Athena Akrami’s neuroscience lab reopened last month without her. Life for the 38-year-old is a pale shadow of what it was before 17 March, the day she first experienced symptoms of the novel coronavirus. At University College London (UCL), Akrami’s students probe how the brain organizes memories to support learning, but at home, she struggles to think clearly and battles joint and muscle pain. “I used to go to the gym three times a week,” Akrami says. Now, “My physical activity is bed to couch, maybe couch to kitchen.”
Her early symptoms were textbook for COVID-19: a fever and cough, followed by shortness of breath, chest pain, and extreme fatigue. For weeks, she struggled to heal at home. But rather than ebb with time, Akrami’s symptoms waxed and waned without ever going away. She’s had just 3 weeks since March when her body temperature was normal.

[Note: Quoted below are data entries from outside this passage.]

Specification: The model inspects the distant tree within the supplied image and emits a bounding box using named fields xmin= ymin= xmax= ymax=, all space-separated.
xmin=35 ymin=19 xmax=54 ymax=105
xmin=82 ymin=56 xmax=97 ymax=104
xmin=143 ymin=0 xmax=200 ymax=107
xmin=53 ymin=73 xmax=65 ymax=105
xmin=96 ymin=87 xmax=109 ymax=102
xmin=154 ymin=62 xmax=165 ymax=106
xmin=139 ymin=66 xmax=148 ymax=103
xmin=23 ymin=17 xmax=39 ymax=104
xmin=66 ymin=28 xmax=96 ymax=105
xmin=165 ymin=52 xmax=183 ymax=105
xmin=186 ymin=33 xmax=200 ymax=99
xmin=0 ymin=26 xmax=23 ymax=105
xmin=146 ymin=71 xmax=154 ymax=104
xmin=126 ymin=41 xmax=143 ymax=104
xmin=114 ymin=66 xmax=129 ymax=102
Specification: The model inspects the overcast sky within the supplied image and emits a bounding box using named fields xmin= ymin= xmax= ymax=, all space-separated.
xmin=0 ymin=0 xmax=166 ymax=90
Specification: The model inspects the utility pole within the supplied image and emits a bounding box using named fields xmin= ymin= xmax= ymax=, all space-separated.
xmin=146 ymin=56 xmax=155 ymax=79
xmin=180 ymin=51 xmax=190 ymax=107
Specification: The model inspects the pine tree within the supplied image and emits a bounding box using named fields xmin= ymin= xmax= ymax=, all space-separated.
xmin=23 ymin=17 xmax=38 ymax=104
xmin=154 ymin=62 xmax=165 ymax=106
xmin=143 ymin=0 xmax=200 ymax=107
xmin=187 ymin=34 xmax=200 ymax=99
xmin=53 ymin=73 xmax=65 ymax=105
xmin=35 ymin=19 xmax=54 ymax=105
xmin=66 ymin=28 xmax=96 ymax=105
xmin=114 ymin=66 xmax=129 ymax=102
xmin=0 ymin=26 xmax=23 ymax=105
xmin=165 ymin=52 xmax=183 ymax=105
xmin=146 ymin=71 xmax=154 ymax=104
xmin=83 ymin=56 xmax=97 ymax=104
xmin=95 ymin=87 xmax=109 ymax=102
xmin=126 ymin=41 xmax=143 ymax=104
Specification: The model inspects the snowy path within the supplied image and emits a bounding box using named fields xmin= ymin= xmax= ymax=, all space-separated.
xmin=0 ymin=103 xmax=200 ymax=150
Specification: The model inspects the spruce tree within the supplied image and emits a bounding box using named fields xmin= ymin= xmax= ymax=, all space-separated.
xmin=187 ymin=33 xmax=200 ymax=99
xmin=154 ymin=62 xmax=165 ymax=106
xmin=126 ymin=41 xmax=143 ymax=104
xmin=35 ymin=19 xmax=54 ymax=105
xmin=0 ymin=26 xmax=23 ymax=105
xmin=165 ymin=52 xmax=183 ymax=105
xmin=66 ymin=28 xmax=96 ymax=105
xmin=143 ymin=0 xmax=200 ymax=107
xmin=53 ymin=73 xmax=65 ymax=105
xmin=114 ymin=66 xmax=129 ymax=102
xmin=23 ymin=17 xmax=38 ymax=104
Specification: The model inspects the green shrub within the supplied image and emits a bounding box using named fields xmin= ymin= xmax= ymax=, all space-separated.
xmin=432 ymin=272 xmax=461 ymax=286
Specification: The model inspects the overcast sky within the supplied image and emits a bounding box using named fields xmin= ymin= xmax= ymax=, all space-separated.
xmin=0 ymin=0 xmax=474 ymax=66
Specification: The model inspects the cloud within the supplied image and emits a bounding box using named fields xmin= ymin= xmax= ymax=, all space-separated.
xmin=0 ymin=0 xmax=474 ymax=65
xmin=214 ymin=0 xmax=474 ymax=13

“Everybody talks about a binary situation, you either get it mild and recover quickly, or you get really sick and wind up in the ICU,” says Akrami, who falls into neither category. Thousands echo her story in online COVID-19 support groups. Outpatient clinics for survivors are springing up, and some are already overburdened. Akrami has been waiting more than 4 weeks to be seen at one of them, despite a referral from her general practitioner.
The list of lingering maladies from COVID-19 is longer and more varied than most doctors could have imagined. Ongoing problems include fatigue, a racing heartbeat, shortness of breath, achy joints, foggy thinking, a persistent loss of sense of smell, and damage to the heart, lungs, kidneys, and brain.
The likelihood of a patient developing persistent symptoms is hard to pin down because different studies track different outcomes and follow survivors for different lengths of time. One group in Italy found that 87% of a patient cohort hospitalized for acute COVID-19 was still struggling 2 months later. Data from the COVID Symptom Study, which uses an app into which millions of people in the United States, United Kingdom, and Sweden have tapped their symptoms, suggest 10% to 15% of people—including some “mild” cases—don’t quickly recover. But with the crisis just months old, no one knows how far into the future symptoms will endure, and whether COVID-19 will prompt the onset of chronic disease.
You probably know that people who have had chicken pox might develop shingles decades later. We don’t know what’s going to happen with covid-19 patients, including the ones who remain asymptomatic. It might be years before we know.
Just be careful and don’t catch it. Please.